Clifford and Nick were actually in the Christchurch CBD when the earthquake happened. “We were very lucky to walk away with our lives. We just decided that it was time to get on with it. We weren’t going to wait around for another 10 years. There were some really key people that surrounded us that made it happen, that included Lynnette Hudson, Mat Donaldson and Charles Reid in those early days. So Tongue In Groove was born out of the Christchurch earthquakes in that moment of carpe diem.”
It is now literally a company of two, Clifford and Lynnette Hudson as a winemaker. Special parcels of fruit are bought in from around the Waipara Valley region, with the wines made at Muddy Water by Lynnette. Depending on the year, they make four wines; a Riesling, an orange wine from aromatics, Pinot Noir and Chardonnay.
“One of the things that is quite unique about Tongue In Groove,” Clifford says, “is it has a very female story woven through it. I don’t think there are many wine companies in New Zealand that have both a female principal and a female winemaker. Both Lynnette and I feel quite strongly about women in the wine industry. Lynnette is an amazing winemaker, and we both feel very proud to be a part of that group.”
But it is not her gender that Clifford believes has played the major role in her career path.

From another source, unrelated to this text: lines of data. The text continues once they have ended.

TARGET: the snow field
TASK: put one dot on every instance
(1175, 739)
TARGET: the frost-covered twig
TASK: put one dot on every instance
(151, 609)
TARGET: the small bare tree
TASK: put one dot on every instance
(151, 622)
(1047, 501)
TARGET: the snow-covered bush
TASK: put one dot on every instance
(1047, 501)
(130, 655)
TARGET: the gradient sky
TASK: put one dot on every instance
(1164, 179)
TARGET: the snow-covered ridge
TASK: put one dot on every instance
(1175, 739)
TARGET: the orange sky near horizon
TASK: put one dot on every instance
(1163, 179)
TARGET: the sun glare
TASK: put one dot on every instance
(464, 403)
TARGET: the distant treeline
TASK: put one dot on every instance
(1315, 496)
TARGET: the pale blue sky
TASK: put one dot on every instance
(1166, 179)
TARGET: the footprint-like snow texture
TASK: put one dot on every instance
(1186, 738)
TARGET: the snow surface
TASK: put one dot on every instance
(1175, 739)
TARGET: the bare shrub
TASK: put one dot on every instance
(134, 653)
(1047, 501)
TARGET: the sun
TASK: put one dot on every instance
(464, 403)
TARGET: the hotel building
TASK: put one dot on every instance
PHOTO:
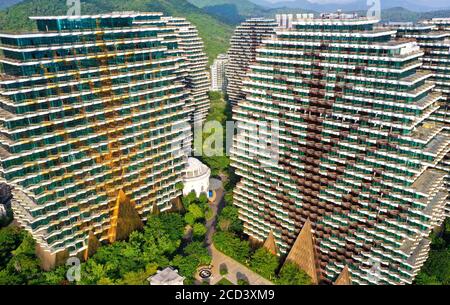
(87, 141)
(218, 77)
(247, 37)
(355, 190)
(433, 37)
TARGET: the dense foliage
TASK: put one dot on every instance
(129, 262)
(215, 33)
(261, 261)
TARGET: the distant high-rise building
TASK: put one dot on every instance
(218, 77)
(197, 78)
(433, 36)
(247, 37)
(88, 107)
(354, 191)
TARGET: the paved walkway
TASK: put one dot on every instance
(235, 269)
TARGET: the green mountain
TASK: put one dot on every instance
(231, 11)
(236, 11)
(215, 33)
(6, 3)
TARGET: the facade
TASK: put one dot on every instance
(196, 177)
(218, 77)
(433, 36)
(247, 37)
(197, 77)
(87, 107)
(3, 211)
(167, 276)
(354, 192)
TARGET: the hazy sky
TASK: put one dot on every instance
(436, 3)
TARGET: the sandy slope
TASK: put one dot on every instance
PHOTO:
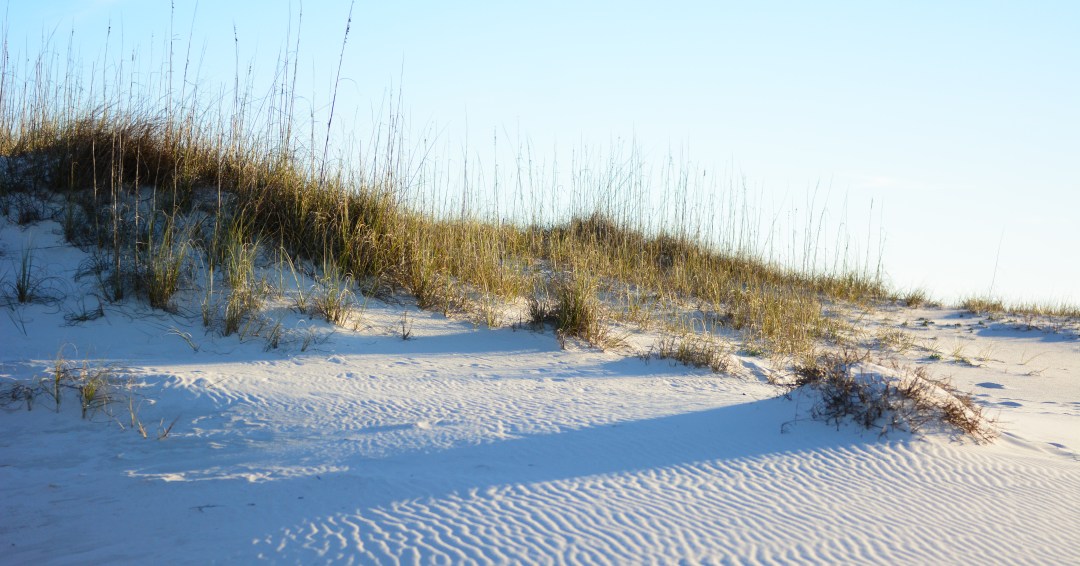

“The one thing that defined my career was having three children. That has put me in places I wouldn’t necessarily have ended up, because I had to find things to do when I wasn’t working full time. I had to find jobs that suited my role as a mother. So more than thinking about what would I have achieved if I was a man, I think the question here is what would have happened if I hadn’t had children? There are so many positives for me about having children. It has made me see the world in a completely different way. I think one of my big strengths is collaboration and collectiveness. I like to think of myself as an enabler or a connector. That is a fairly important thing when you have children, to learn those lessons. Having children can change your horizons in a really positive way. I have had to find collaborators, whether that has been my husband, my wine community or my food community. I have had to find people to help me and I see huge value in connecting the right people. I also feel very strongly about paying it forward, so I have a group of younger people that I feel very strongly about helping whenever I can because that is what was offered to me.”
These days Clifford is the CEO of Eat New Zealand, a role that brings together all her skills as a communicator, organiser, flavour junkie and event manager.
“I feel like I am a gastronationalist. Our offerings are so unique, so special, and we have been so bad about telling that story. We have become a list of exported ingredients. What I bring to the game is an understanding of New Zealand wine and how successfully that has vertically integrated itself and told its story internationally. Perhaps New Zealand food has missed some tricks.
The challenge now is for New Zealand wine to embrace New Zealand food and find interesting collaborations around that moving forward. That has become a very important part of my life. I feel very passionate about that and it is a once in a lifetime opportunity to have influence in that area.”
Given her successes of the past, it is very much a case of watch this space.